View Single Post
  #32 (permalink)  
Old 06-October-2005, 12:20 PM
dgruss23's Avatar
dgruss23 dgruss23 is offline
Senior Member
 
Join Date: Dec 2002
Location: Upstate New York
Posts: 4,216
Default

Quote:
Originally Posted by Robert A.
However, there is not enough of this matter (not to mention it is baryonic, and the evidence - abundances of deuterium and Lithium-7 - is that most dark matter is nonbaryonic) to account for the rotation curves we see in spiral and elliptical galaxies.
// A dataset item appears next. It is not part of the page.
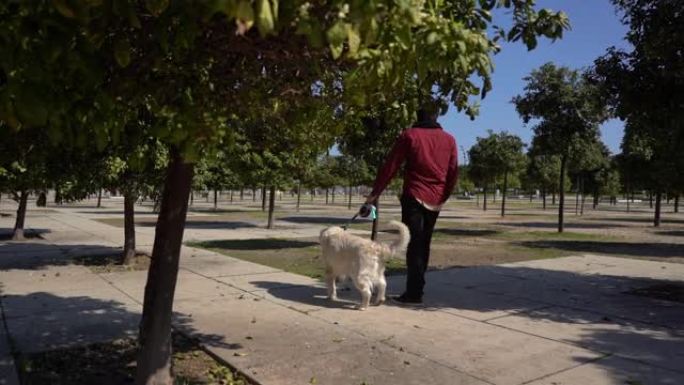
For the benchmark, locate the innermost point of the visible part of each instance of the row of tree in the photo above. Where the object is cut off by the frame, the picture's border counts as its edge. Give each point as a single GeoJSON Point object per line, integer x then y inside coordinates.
{"type": "Point", "coordinates": [253, 80]}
Unfortunately, the standard collisionless CDM has problems . It is helpful to remember that the notion that the DM must be non-baryonic is not a direct observational result, but rather the result of plugging observations into the standard model. Those observations are telling us that either the DM is non-baryonic or the standard model needs adjustment. Both options must be kept open.

Quote:
After all that, the bottom line is that the largest component of dark matter - the nonbaryonic flavor - has not been detected.
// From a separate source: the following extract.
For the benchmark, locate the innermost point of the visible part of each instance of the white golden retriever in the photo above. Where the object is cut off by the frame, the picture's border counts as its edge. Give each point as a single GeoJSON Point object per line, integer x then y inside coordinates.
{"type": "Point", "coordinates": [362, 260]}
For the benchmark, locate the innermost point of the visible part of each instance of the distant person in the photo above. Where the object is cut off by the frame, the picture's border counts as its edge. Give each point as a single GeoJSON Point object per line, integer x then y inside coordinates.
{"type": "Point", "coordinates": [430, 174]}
Not yet. Certainly the coupling of visible and dark matter suggests the proposed non-baryonic candidates may not have the right properties.

Quote:
I, for one, am glad that there are major mysteries in astronomy. If we really did know it all, there would be no surprises, and it would get boring mighty fast.
Ditto
__________________
"The scientist who asks the right question reconnoiters a new patch of the unknown, and may, with luck, bring it within the constricted but expanding boundaries of the known."